GREENSBORO, N.C. — Power outages are common during storms and folks turn to generators.
Just recently, a 38-year-old High Point man was found dead in his home. He was using a generator inside and the carbon monoxide killed him.
“Generators should never be used inside....an enclosed space, even if you leave a door open,” says a Consumer Report expert.
Did you hear that? NEVER inside a garage, even with the door open, it is not a safe place.
Place the generator at least 20 feet from the house. Make sure you have a cord long enough to reach.
Direct exhaust away from the occupied space so the fumes can't be sucked into the house.

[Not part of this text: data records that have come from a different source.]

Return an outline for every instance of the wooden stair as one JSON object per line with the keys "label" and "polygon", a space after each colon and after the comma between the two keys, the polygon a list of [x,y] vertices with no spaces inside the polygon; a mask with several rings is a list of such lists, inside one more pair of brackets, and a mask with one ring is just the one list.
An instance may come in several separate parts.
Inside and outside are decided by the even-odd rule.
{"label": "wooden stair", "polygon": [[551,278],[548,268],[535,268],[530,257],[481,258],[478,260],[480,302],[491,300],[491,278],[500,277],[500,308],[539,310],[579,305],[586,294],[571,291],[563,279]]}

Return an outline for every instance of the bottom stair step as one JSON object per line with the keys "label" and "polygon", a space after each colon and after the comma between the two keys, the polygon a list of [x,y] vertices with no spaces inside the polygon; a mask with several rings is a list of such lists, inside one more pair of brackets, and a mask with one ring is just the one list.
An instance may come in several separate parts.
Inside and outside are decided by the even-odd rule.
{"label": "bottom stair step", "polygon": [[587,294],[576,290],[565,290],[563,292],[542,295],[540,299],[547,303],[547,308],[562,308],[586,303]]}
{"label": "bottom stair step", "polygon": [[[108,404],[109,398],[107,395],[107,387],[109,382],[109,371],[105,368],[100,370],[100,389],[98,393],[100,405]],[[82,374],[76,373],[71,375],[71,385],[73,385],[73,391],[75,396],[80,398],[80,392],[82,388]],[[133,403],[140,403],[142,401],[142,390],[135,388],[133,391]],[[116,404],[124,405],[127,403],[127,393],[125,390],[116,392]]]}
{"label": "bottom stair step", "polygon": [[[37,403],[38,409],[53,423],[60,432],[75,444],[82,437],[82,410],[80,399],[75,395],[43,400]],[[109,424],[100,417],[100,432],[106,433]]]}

Consumer Reports is no longer recommending any generator unless it has a sensor that will detect a build-up of gas and automatically shut off. Every company has a different way to describe it, but look for: CO shield, CO sense, CO guard, CO protect.
HOW TO USE YOUR GENERATOR:
You'll want to add a fuel stabilizer to keep your generator fuel fresh.

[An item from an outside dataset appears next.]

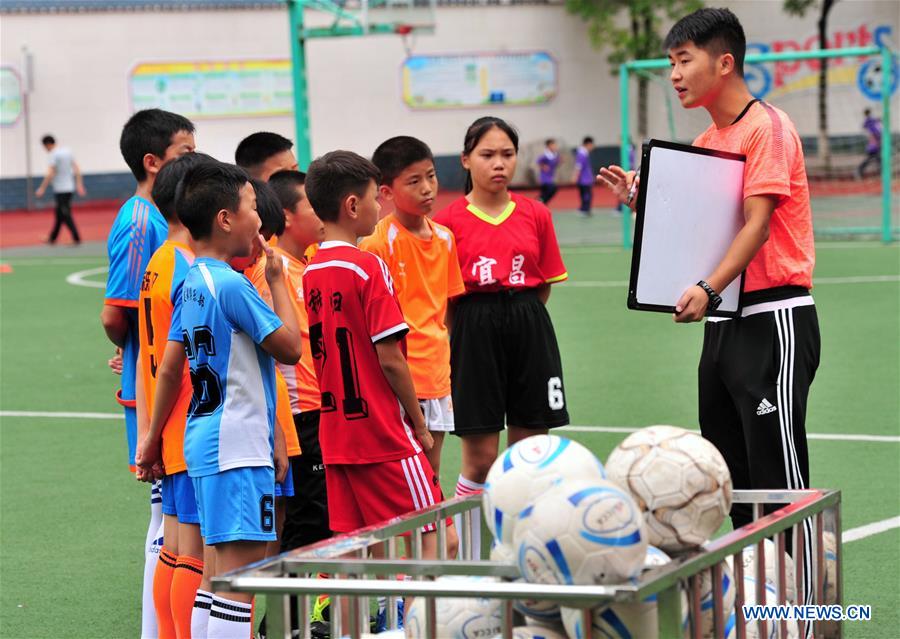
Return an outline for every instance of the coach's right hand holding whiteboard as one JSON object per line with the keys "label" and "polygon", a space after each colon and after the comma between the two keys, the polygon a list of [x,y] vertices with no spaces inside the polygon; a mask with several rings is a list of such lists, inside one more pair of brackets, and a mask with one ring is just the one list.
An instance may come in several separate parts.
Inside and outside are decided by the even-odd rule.
{"label": "coach's right hand holding whiteboard", "polygon": [[640,176],[600,170],[598,181],[637,212],[629,308],[672,312],[676,322],[740,313],[740,276],[768,238],[777,203],[745,199],[743,171],[741,155],[657,140]]}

If your gas is old, your generator may be difficult to start.
Pay attention to the oil. Many portable generators automatically shut off if the engine oil gets too low. Check the oil before you even start your
You should start your generator once a month, just to keep it in working condition.
Consumer Reports info on having a more permanent solution: CR recommends having a licensed electrician install a transfer switch, which connects a generator to your home’s circuit breaker panel, allowing you to power entire circuits at once. These devices are compatible with full-sized portable generators and large inverter generators but not with midsized or recreational generators.